O FDA teve colírios problemáticos em sua mira nos últimos anos, começando em fevereiro de 2023 quando a agência e o CDC identificaram um surto de Pseudomonas aeruginosa ligado às Lágrimas Artificiais EzriCare e um produto relacionado feito pela Global Pharma, com sede na Índia. Após um aviso e retirada desses produtos, vários colírios de outras empresas foram retirados devido a contaminação bacteriana ou fúngica.
A FDA também alertou os consumidores sobre uma longa lista de produtos para cuidados oculares vendidos em grandes redes varejistas, incluindo CVS, Rite Aid, Target e Walmart, e enviou uma carta de advertência à Amazon em relação a vários produtos para cuidados oculares vendidos em seu site.
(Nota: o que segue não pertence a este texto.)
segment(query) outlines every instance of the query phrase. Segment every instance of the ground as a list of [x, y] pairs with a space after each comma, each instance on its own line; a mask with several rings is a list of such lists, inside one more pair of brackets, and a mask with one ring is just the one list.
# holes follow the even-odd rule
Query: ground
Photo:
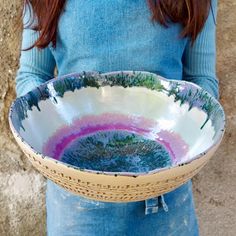
[[[7, 115], [15, 98], [21, 1], [0, 2], [0, 235], [45, 235], [45, 181], [16, 145]], [[236, 2], [221, 0], [217, 23], [217, 75], [227, 114], [223, 143], [194, 178], [202, 236], [236, 233]]]

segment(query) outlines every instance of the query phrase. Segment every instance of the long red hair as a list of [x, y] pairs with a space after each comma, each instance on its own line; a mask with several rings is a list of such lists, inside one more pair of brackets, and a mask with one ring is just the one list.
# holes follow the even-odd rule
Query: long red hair
[[[32, 21], [37, 19], [34, 30], [39, 31], [38, 40], [31, 48], [45, 48], [52, 43], [56, 47], [57, 27], [66, 0], [25, 0], [32, 7]], [[168, 27], [169, 22], [183, 26], [181, 36], [192, 42], [201, 32], [211, 7], [211, 0], [147, 0], [152, 20]]]

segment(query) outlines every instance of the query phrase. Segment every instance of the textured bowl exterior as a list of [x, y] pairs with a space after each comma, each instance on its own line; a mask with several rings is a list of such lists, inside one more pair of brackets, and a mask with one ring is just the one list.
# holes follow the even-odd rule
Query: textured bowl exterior
[[39, 172], [74, 194], [105, 202], [141, 201], [179, 187], [209, 161], [219, 147], [224, 133], [222, 129], [221, 137], [212, 147], [187, 163], [146, 174], [120, 175], [82, 170], [36, 152], [16, 131], [11, 113], [12, 108], [9, 123], [14, 138]]

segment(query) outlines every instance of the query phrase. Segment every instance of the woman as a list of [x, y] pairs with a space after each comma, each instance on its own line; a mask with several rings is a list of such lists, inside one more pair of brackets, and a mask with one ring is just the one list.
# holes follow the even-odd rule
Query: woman
[[[218, 98], [216, 0], [26, 0], [21, 96], [80, 71], [143, 70]], [[48, 235], [198, 235], [191, 181], [146, 201], [104, 203], [47, 182]]]

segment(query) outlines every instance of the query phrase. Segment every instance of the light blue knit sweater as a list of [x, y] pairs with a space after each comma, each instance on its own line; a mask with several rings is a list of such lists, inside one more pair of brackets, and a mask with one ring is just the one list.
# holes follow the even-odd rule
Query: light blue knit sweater
[[[22, 51], [17, 95], [54, 77], [81, 71], [145, 70], [168, 79], [188, 80], [218, 98], [215, 73], [217, 1], [194, 46], [180, 38], [181, 26], [152, 23], [145, 0], [69, 0], [61, 16], [57, 47]], [[29, 18], [26, 11], [25, 22]], [[23, 31], [22, 48], [38, 37]]]

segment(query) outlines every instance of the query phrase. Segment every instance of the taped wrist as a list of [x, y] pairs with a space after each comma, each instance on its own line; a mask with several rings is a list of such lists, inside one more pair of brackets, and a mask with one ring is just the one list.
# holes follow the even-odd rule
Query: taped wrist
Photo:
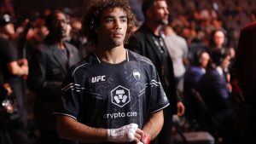
[[141, 141], [143, 144], [149, 144], [150, 142], [150, 138], [148, 136], [143, 136], [142, 139], [141, 139]]
[[118, 129], [108, 129], [108, 140], [113, 142], [132, 141], [137, 127], [137, 124], [131, 124]]

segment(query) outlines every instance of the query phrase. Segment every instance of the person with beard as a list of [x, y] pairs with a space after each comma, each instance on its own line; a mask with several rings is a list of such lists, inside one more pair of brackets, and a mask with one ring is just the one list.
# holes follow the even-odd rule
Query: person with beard
[[172, 61], [161, 33], [163, 25], [168, 23], [167, 3], [166, 0], [144, 1], [143, 12], [145, 21], [130, 38], [127, 49], [148, 57], [156, 66], [171, 107], [164, 109], [163, 129], [151, 143], [170, 144], [172, 114], [183, 115], [184, 106], [177, 95]]
[[83, 29], [96, 46], [70, 71], [55, 112], [61, 137], [81, 143], [145, 143], [169, 101], [146, 57], [125, 49], [135, 15], [127, 0], [94, 0]]
[[65, 42], [68, 35], [67, 15], [54, 11], [45, 19], [49, 32], [44, 43], [39, 44], [29, 61], [29, 88], [36, 93], [34, 114], [40, 131], [39, 143], [61, 143], [52, 114], [61, 95], [61, 86], [67, 70], [80, 58], [77, 49]]

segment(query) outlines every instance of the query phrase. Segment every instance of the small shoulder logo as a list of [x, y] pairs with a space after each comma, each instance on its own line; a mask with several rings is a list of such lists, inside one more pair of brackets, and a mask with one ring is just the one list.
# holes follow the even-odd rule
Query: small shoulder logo
[[106, 75], [93, 77], [91, 78], [91, 83], [105, 82], [106, 81], [105, 78]]
[[134, 72], [132, 73], [133, 77], [135, 78], [135, 79], [139, 79], [141, 78], [141, 73], [139, 72]]

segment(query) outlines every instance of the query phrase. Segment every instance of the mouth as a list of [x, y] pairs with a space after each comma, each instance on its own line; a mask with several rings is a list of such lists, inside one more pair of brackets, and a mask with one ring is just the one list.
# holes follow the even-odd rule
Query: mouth
[[113, 37], [116, 37], [116, 38], [120, 38], [123, 37], [123, 34], [120, 32], [114, 32], [114, 33], [113, 33]]

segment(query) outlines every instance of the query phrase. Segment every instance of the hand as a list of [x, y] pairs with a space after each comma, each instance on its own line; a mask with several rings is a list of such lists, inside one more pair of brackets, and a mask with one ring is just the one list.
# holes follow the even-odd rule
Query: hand
[[108, 140], [113, 142], [138, 142], [143, 132], [137, 127], [137, 124], [130, 124], [119, 129], [108, 129]]

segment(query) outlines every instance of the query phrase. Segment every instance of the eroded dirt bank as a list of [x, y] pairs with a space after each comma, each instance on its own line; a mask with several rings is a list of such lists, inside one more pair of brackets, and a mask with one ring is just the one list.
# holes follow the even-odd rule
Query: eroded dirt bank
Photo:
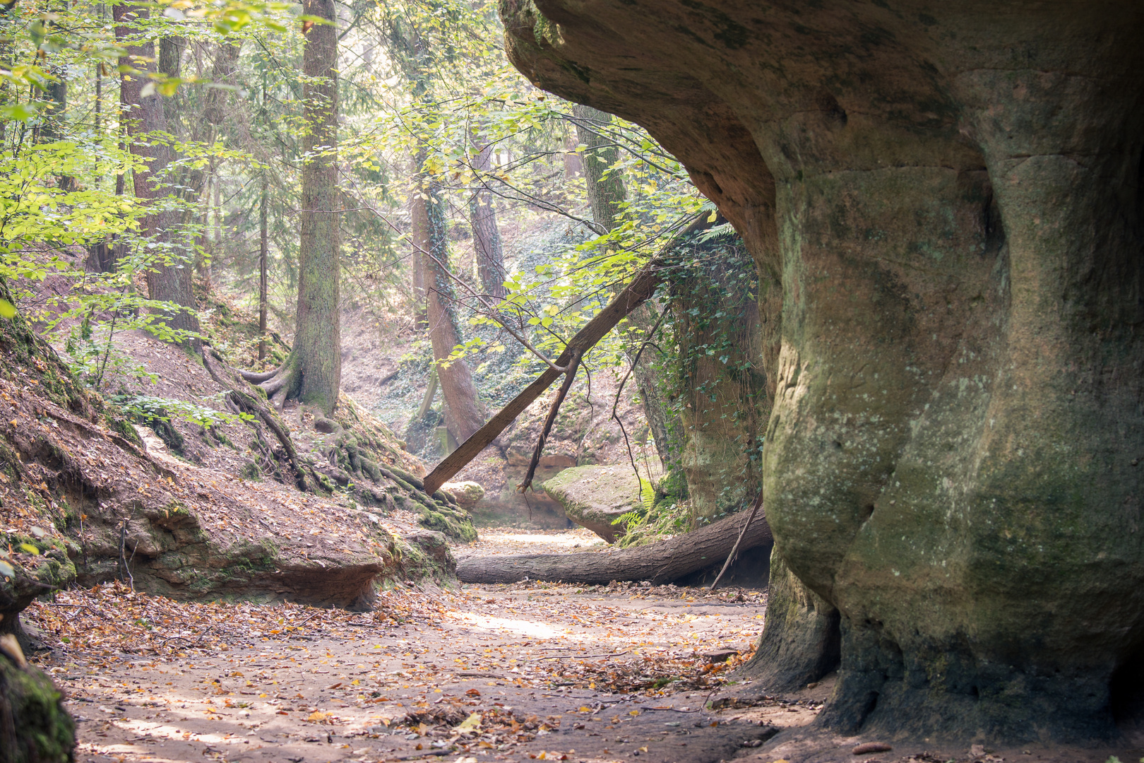
[[[490, 537], [553, 551], [581, 534]], [[856, 756], [876, 740], [810, 732], [760, 755], [778, 729], [809, 724], [833, 685], [778, 699], [728, 678], [764, 607], [758, 590], [524, 582], [403, 586], [351, 613], [175, 603], [105, 585], [37, 603], [25, 619], [51, 646], [33, 660], [69, 693], [81, 763], [1107, 758], [897, 742]], [[706, 657], [720, 651], [737, 654]]]

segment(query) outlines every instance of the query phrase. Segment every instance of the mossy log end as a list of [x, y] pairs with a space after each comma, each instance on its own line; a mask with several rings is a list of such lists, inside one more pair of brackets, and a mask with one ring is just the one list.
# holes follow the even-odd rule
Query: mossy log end
[[[467, 583], [511, 583], [524, 579], [586, 585], [613, 580], [666, 583], [721, 564], [746, 519], [746, 514], [737, 514], [668, 540], [613, 551], [470, 556], [456, 563], [456, 577]], [[739, 553], [770, 554], [772, 543], [766, 520], [756, 517], [742, 537]]]
[[63, 693], [11, 643], [0, 646], [0, 762], [72, 763], [76, 724]]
Brown destacou que bactérias e fungos “preferem um ambiente líquido para se proliferar”. Os colírios também contêm ingredientes que podem alimentar bactérias e fungos”.
Ela acrescentou que um problema fundamental é que os fabricantes “ignoram os requisitos das boas práticas de fabricação vigentes. Os relatórios de inspeção da FDA sobre fabricantes estrangeiros e dos Estados Unidos são surpreendentemente semelhantes. Os consumidores não devem presumir que um colírio fabricado nos EUA seja mais seguro”.